The cooler reading comes after three consecutive months of increases that pushed the CPI to its highest level in more than three years. Inflation slowed as a result of declining energy prices, with gasoline prices tumbling 9.7% in June from a month earlier.
June's decline represented the largest one-month decrease since April 2020, the Bureau of Labor Statistics said.
With oil and gasoline prices falling in June and early July, May may represent this year's peak inflation reading, Oxford Economics said in a report published July 14.
The CPI, a basket of goods and services typically bought by consumers, tracks changes in prices over time.
Core CPI, which excludes the more volatile energy and food categories, rose at an annual rate of 2.6%, down from 2.9% in May and below economists' expectations.
The lower-than-expected inflation figure comes after the U.S. and Iran signed a memorandum of understanding last month, which implemented a 60-day ceasefire in the war.

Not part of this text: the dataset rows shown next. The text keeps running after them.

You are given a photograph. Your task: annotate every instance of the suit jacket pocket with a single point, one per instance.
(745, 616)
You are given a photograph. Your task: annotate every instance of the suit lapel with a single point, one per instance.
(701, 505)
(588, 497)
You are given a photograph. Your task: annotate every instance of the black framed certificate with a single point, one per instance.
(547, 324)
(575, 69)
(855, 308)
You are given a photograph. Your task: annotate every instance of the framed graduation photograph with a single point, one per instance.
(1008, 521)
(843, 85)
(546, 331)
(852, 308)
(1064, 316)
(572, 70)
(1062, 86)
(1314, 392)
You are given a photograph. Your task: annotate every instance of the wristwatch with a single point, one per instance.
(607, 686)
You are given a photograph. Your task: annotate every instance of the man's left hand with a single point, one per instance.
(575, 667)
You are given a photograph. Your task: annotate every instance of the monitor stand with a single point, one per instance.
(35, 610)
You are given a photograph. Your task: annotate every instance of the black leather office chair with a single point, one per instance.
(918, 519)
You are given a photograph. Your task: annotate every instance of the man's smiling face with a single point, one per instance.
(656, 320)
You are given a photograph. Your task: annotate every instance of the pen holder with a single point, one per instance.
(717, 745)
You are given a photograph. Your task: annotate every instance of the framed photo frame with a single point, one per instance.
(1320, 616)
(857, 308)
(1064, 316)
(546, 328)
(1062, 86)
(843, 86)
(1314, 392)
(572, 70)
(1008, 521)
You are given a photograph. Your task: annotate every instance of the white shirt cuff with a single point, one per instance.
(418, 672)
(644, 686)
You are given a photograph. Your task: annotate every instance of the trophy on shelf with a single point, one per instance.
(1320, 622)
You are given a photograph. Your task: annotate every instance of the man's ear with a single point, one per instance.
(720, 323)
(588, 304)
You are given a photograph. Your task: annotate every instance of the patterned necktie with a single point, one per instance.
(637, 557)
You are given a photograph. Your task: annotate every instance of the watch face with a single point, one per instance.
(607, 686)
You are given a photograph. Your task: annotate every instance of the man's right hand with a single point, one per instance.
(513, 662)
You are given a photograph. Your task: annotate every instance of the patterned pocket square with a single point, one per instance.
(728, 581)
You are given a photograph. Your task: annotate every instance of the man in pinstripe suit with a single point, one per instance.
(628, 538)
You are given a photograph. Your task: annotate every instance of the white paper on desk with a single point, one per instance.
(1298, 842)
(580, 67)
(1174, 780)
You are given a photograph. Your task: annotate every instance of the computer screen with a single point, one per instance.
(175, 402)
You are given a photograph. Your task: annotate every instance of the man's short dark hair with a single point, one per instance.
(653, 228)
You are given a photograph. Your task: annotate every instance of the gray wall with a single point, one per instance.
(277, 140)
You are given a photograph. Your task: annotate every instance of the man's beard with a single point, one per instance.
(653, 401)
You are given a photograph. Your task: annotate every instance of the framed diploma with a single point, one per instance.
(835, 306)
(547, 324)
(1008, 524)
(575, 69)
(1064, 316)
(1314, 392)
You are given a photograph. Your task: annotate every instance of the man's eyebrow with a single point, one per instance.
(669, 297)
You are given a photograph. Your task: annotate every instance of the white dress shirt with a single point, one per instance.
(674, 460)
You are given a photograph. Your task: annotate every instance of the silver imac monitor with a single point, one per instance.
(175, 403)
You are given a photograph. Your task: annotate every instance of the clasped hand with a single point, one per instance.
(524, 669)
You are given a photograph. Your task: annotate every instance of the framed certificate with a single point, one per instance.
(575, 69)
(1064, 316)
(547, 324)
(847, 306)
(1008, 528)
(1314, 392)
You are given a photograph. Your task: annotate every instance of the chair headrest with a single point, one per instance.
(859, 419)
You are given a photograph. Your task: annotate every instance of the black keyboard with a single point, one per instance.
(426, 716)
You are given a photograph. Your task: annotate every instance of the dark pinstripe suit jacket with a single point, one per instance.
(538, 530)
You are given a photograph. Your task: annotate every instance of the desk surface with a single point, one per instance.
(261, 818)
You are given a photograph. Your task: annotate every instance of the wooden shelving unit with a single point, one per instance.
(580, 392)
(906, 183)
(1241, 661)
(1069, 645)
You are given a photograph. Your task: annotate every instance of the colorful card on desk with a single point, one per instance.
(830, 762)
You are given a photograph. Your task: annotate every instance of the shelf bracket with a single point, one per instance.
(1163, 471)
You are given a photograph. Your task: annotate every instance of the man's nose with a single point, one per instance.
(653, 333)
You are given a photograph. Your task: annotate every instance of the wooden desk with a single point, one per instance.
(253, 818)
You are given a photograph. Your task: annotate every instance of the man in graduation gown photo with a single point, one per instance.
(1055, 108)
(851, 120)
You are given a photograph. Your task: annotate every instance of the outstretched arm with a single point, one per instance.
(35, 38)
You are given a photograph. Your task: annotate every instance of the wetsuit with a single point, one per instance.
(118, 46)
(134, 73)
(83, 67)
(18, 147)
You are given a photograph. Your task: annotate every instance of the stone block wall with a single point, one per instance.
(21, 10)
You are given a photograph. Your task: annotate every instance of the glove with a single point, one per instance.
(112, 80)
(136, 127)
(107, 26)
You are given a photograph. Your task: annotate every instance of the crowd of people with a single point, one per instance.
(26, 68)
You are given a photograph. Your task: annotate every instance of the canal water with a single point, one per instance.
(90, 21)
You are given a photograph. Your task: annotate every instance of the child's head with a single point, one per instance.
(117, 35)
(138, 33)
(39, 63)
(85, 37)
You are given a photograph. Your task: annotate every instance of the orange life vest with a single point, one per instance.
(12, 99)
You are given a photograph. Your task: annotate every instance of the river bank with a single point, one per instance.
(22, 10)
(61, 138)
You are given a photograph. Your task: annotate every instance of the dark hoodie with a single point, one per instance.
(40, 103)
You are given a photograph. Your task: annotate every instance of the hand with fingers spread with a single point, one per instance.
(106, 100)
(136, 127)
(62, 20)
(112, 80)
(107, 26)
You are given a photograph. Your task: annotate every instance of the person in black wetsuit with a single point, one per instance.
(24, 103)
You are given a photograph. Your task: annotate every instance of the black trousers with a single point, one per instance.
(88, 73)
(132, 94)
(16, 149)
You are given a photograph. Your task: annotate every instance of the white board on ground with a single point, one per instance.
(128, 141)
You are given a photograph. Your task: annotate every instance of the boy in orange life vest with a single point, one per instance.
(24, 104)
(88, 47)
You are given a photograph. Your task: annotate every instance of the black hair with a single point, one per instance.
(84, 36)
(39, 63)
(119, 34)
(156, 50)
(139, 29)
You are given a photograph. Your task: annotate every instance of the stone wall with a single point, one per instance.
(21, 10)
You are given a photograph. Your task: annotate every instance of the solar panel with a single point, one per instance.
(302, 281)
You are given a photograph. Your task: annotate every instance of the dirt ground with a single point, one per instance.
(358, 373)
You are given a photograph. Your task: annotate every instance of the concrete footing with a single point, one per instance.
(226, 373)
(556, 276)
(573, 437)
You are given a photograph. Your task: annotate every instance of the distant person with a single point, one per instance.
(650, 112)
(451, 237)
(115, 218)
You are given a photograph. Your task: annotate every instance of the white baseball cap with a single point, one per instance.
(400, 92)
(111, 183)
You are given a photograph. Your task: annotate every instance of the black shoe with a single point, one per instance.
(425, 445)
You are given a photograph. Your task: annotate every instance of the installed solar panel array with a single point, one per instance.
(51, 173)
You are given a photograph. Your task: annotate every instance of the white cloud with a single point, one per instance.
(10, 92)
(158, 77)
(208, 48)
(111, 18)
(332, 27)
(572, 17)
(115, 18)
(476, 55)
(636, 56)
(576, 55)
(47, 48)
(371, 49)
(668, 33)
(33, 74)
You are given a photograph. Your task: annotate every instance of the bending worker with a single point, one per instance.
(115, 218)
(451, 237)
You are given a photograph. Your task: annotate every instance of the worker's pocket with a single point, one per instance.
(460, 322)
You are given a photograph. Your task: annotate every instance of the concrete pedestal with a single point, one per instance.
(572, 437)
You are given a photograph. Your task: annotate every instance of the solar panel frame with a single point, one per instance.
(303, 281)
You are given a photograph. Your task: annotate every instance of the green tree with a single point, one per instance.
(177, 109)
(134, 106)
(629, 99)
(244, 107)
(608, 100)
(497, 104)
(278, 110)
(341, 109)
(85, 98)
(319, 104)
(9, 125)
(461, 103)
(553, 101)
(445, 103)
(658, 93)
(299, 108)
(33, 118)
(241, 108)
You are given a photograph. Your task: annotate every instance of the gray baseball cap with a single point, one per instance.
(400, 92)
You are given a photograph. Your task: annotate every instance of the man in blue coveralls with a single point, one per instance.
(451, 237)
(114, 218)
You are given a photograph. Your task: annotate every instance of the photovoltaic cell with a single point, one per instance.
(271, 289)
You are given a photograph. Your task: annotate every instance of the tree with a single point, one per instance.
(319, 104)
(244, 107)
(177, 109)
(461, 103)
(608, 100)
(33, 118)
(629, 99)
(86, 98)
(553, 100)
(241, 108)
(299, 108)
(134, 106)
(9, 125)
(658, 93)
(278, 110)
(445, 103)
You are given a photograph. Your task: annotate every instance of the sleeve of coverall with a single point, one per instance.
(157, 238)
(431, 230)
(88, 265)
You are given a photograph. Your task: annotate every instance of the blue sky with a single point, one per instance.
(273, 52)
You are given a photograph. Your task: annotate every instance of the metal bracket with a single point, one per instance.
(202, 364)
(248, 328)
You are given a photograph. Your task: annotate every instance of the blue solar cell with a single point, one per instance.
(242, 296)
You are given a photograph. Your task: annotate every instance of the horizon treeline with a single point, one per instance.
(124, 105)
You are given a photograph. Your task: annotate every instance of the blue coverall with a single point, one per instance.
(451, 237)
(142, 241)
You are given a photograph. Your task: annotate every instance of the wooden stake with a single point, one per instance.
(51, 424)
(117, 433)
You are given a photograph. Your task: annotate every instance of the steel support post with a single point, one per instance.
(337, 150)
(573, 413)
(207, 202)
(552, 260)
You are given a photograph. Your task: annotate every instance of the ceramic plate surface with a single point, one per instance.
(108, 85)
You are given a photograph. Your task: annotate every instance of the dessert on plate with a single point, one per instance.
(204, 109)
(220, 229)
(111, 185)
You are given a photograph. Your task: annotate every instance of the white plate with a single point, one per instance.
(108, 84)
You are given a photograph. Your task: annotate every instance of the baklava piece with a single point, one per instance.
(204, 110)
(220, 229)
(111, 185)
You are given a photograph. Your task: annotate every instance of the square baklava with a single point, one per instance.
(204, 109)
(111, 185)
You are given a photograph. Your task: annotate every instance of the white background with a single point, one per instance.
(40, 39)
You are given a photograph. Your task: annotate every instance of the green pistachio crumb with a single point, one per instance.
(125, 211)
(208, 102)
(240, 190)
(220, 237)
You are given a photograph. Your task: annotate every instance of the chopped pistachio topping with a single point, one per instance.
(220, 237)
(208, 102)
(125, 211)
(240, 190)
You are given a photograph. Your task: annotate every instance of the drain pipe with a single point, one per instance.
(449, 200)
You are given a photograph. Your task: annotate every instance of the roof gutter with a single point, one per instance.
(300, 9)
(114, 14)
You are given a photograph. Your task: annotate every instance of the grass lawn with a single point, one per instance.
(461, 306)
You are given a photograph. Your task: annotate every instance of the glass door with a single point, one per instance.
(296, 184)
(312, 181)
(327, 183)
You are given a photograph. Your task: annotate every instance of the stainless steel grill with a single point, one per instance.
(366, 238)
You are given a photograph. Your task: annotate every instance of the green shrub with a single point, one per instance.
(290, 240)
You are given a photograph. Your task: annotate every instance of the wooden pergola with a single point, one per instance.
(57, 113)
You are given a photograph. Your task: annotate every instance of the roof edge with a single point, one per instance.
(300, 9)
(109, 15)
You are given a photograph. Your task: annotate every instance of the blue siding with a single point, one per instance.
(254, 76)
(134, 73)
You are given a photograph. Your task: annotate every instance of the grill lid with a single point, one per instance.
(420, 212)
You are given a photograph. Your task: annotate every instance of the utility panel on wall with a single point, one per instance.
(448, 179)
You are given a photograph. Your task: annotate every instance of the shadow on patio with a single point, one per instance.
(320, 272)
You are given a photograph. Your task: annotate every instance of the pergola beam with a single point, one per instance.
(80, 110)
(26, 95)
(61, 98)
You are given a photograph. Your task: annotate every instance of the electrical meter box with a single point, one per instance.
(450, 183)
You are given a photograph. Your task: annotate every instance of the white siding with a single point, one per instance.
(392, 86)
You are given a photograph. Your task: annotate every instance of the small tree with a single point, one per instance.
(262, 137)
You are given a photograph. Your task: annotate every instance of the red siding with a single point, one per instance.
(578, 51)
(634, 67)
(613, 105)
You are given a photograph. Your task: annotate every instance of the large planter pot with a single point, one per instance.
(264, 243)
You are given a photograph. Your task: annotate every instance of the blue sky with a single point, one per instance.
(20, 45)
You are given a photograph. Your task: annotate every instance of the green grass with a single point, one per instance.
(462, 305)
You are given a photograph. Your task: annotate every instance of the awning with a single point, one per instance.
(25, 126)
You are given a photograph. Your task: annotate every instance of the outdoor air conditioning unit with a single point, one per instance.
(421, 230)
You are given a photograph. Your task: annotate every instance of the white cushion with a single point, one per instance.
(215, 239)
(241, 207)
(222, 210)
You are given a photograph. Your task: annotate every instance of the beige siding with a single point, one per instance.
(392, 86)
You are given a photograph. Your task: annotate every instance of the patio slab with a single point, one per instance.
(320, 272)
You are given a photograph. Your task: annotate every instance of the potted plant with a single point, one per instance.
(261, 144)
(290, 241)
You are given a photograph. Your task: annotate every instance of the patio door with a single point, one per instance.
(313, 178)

However, tensions between the two countries have since flared as they vie for control of the Strait of Hormuz.
"A serious re-escalation of the conflict would threaten to revive the key upside risk to inflation and raise the odds of rate hikes," Goldman Sachs analysts said in a research note before Tuesday's CPI release.
What experts are saying
Experts cautioned that today's CPI figure doesn't reflect the recent rise in energy prices driven by renewed tensions between the U.S. and Iran.
On Tuesday, the price of Brent crude, the international benchmark, shot up to a one-month high of more than $86 a barrel after President Trump said the U.S. would reinstitute a military blockade in the Strait of Hormuz and impose a 20% fee on cargo shipments transiting the waterway.
The national average for gasoline sat at $3.86 a gallon on Tuesday, according to AAA, down from a peak of more than $4.50 in May but still above the sub-$3-a-gallon level before the war started.
"Oil and gasoline prices — the main reason inflation eased in June — have started to edge back up on renewed US-Iran tensions, but the CPI won't reflect this for another month," Nic Puckrin, a markets expert and former Goldman Sachs analyst, said in an email.